Time and……?

This is my first extremejesus blog of 2018, although you will find that my bible blog continues also on emmock.com.

When I started this blog with its image of Dundee culture hero Desperate Dan, who like Jesus is always on the side of the underdog, I was immediately concerned with the analysis of the British Government that any public discourse promoting a narrative different from its own, should be seen as extreme. It struck me that almost any narrative based on Jesus would do just that, challenging the government’s lazy sense of entitlement to righeousness, and in particular the righteouness it was claiming in its dealings with Muslim nations.

This blog, therefore has always had political commitments, which are probably well-known to its regular readers, and will continue to be expressed in the face of the neo-imperial nonsense spouted by Boris Johnson and those in charge of our foreign policy. But the blog has not been exclusively political. It has often discussed matters of social and personal morality, as well as trying to construct a theology which does justice to Christian insights on moral as well as political issues.

Today I want to note something which I have observed very recently, in helping bereaved relatives plan funeral services for their loved ones: hardly anyone any longer believes the Christian teaching about eternal life. This is an observation not a criticism. When I say, they don’t believe, I’m not reporting that they said so, quite the reverse, in fact: many of them express  a kind of half-humorous acknowledgement of popular faith in the afterlife, by which the deceased may be imagined as continuing his favourite pastimes “up there.” Any notion of eternal life as a gift of God, related to trust in Jesus Christ and membership of the visible or invisible church is conspicuous by its a absence. Maybe God does offer life after death, but if he does, that’s what he’s there for; it’s his job.

This is linked to the notion of the funeral service as a ‘celebration of life’ rather than  an act of mourning for the dead. It is often confused or conflated with the notion of a memorial gathering for the deceased where loved ones and colleagues will deliver eulogies. I am wholly in favour of such gatherings, perhaps some weeks after a funeral. But a Christian funeral deals with the fact of death and the mystery of human entry into the life of God. Celebration is not absent, and does touch on the way the deceased has made her human journey, but it primarily expresses joy in God  as the giver and renewer of life. It does not offer any automatic blessing of worldly life, but suggests that we a strangers and sojourners on the earth.

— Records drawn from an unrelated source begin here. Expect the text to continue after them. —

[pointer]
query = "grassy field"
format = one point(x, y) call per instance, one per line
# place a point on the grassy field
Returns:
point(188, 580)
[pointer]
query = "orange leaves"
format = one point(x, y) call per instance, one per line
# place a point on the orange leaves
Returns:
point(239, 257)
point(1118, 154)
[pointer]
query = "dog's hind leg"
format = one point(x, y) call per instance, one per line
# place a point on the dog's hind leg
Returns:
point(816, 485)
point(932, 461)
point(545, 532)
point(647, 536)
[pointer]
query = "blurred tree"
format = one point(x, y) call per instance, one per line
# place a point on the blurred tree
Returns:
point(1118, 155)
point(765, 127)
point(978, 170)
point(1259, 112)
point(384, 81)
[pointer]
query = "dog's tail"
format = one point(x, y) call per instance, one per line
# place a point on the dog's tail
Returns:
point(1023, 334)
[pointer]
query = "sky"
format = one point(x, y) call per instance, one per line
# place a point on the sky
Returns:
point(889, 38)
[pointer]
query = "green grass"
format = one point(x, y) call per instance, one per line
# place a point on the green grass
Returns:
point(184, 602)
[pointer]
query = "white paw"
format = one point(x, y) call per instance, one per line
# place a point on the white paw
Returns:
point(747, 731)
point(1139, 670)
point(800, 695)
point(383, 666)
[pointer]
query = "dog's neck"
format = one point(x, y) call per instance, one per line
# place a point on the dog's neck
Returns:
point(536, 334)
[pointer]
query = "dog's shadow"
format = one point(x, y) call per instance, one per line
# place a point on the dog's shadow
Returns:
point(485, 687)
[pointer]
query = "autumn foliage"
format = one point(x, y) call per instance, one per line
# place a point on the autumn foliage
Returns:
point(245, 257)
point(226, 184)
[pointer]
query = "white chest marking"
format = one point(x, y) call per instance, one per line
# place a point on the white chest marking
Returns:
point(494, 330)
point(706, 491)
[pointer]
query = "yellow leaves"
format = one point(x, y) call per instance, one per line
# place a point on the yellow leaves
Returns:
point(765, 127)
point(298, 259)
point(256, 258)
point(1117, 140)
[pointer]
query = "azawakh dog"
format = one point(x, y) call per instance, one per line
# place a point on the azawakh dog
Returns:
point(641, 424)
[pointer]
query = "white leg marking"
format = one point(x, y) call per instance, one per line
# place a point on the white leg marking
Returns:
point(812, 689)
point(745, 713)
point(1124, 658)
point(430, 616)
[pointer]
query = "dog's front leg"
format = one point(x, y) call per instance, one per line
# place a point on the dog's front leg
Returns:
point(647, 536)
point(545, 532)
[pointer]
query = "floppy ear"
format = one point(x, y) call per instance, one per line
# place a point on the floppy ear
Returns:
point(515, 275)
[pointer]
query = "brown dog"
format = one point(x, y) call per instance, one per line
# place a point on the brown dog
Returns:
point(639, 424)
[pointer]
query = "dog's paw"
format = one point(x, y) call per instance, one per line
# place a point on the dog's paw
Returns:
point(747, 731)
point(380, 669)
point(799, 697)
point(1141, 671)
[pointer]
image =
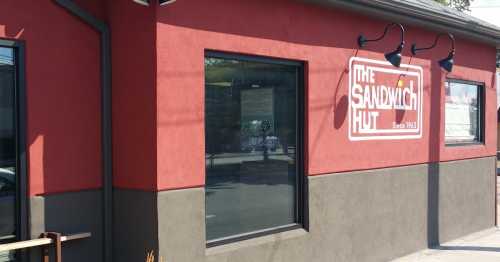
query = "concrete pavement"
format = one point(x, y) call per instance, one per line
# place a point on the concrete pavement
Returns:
point(483, 246)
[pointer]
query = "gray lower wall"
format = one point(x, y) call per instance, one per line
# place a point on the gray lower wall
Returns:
point(373, 215)
point(135, 225)
point(69, 213)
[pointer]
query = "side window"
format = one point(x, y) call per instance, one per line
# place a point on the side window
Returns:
point(252, 146)
point(8, 151)
point(464, 112)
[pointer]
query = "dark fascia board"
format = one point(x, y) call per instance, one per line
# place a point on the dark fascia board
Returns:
point(419, 15)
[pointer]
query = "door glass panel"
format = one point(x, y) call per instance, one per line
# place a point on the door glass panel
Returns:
point(251, 135)
point(7, 150)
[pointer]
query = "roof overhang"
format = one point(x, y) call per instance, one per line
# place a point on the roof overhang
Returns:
point(409, 12)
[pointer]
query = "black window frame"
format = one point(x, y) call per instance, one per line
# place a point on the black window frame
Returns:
point(301, 181)
point(21, 153)
point(481, 111)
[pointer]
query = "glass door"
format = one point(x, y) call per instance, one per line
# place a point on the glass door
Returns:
point(8, 151)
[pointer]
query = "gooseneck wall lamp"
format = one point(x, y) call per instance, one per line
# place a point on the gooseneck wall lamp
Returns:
point(393, 57)
point(445, 63)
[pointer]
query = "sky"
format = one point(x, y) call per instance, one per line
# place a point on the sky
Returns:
point(487, 10)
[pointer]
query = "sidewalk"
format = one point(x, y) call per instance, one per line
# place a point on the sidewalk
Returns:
point(483, 246)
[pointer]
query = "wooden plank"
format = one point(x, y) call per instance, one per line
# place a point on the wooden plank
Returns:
point(40, 242)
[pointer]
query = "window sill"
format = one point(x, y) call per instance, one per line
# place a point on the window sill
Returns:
point(257, 241)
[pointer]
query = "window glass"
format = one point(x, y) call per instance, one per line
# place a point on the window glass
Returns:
point(463, 122)
point(251, 143)
point(7, 151)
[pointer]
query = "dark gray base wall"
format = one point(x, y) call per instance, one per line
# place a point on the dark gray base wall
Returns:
point(374, 215)
point(69, 213)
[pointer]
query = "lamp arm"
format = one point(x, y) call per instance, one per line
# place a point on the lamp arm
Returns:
point(414, 48)
point(389, 26)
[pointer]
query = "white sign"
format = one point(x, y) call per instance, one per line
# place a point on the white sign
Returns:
point(385, 102)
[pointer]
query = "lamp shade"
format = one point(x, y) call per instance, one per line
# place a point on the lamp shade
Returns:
point(447, 63)
point(394, 57)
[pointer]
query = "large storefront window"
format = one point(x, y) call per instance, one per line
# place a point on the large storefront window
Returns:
point(8, 151)
point(463, 112)
point(252, 114)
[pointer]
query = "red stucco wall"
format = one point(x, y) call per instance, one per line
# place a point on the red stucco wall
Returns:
point(134, 90)
point(325, 39)
point(63, 95)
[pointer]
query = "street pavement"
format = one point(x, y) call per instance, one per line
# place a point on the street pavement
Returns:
point(483, 246)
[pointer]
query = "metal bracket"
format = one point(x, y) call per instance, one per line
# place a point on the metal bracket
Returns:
point(56, 237)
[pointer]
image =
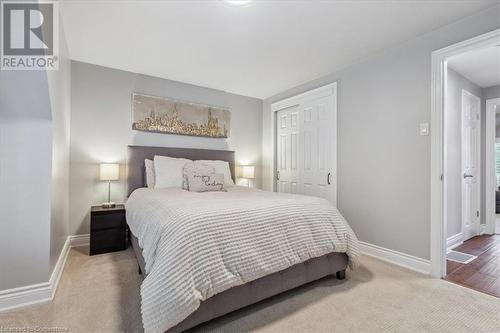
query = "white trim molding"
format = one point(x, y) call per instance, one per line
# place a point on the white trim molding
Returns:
point(397, 258)
point(79, 240)
point(45, 291)
point(454, 241)
point(491, 179)
point(438, 195)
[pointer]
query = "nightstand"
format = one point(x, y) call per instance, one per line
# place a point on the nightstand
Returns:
point(108, 229)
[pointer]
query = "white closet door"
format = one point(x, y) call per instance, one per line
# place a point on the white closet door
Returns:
point(471, 155)
point(318, 148)
point(306, 146)
point(288, 175)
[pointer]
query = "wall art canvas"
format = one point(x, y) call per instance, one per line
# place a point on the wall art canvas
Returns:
point(164, 115)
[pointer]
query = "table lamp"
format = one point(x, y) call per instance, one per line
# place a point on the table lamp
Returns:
point(247, 172)
point(109, 172)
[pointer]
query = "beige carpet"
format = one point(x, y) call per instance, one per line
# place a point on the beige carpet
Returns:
point(101, 294)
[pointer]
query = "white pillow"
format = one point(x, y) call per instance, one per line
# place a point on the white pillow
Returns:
point(150, 173)
point(220, 167)
point(168, 171)
point(196, 168)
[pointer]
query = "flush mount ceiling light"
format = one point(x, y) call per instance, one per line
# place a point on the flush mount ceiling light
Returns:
point(238, 2)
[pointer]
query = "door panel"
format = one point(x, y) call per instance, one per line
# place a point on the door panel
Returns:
point(470, 164)
point(306, 148)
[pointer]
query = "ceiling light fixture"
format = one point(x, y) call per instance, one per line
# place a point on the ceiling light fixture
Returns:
point(238, 2)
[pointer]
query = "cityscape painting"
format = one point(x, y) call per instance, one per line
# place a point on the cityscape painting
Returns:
point(164, 115)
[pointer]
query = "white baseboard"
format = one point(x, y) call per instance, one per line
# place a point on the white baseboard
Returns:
point(454, 241)
point(79, 240)
point(397, 258)
point(45, 291)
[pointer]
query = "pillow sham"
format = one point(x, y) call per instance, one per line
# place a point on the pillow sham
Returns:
point(168, 171)
point(199, 182)
point(197, 168)
point(220, 167)
point(150, 173)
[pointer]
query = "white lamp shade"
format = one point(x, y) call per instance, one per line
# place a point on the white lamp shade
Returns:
point(109, 171)
point(248, 172)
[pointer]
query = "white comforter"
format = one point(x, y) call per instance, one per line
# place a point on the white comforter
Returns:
point(197, 245)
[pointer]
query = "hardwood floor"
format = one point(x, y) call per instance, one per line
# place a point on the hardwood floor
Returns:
point(483, 273)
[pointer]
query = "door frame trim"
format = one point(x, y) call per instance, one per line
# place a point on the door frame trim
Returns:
point(323, 91)
point(477, 191)
point(490, 178)
point(438, 195)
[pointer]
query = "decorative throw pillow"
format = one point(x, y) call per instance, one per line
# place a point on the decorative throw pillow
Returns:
point(197, 168)
point(220, 167)
point(205, 183)
point(168, 171)
point(150, 173)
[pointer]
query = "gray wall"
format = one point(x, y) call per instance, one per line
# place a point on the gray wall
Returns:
point(60, 98)
point(101, 130)
point(453, 158)
point(383, 162)
point(25, 178)
point(34, 141)
point(491, 92)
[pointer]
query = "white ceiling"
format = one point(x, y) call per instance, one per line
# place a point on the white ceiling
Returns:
point(256, 50)
point(481, 67)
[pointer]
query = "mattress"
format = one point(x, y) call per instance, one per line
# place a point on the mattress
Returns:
point(197, 245)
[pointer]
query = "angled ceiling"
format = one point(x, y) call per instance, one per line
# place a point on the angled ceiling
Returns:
point(257, 50)
point(481, 67)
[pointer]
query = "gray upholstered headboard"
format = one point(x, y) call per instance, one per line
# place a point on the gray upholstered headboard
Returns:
point(137, 154)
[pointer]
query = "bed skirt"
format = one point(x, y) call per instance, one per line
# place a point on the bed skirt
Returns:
point(260, 289)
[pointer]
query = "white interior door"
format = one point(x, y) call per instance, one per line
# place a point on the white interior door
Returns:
point(471, 150)
point(306, 146)
point(288, 176)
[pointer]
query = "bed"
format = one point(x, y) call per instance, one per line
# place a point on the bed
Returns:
point(215, 248)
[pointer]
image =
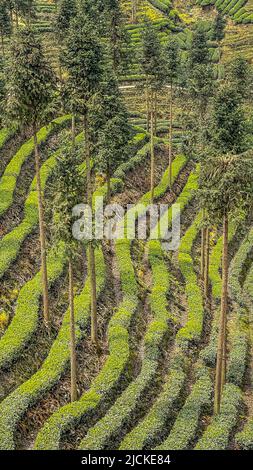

For many people, also, any statement that God might not simply offer this to all comers, but only via trust in Jesus Christ, would be regarded as outrageous and offensive, leading to an immediate appeal to the celestial department of equal opportunities. My own Church of Scotland is a national church that promises to provide the ordinances of religion to all residents of the land, and for this reason many who are not church members ask for a funeral conducted by a clergyman or woman. Perhaps throughout the centuries the church could assume that people knew what they were asking for. Now it seems more likely that ministers will adjust their words to conceal rather than declare the gospel of Jesus.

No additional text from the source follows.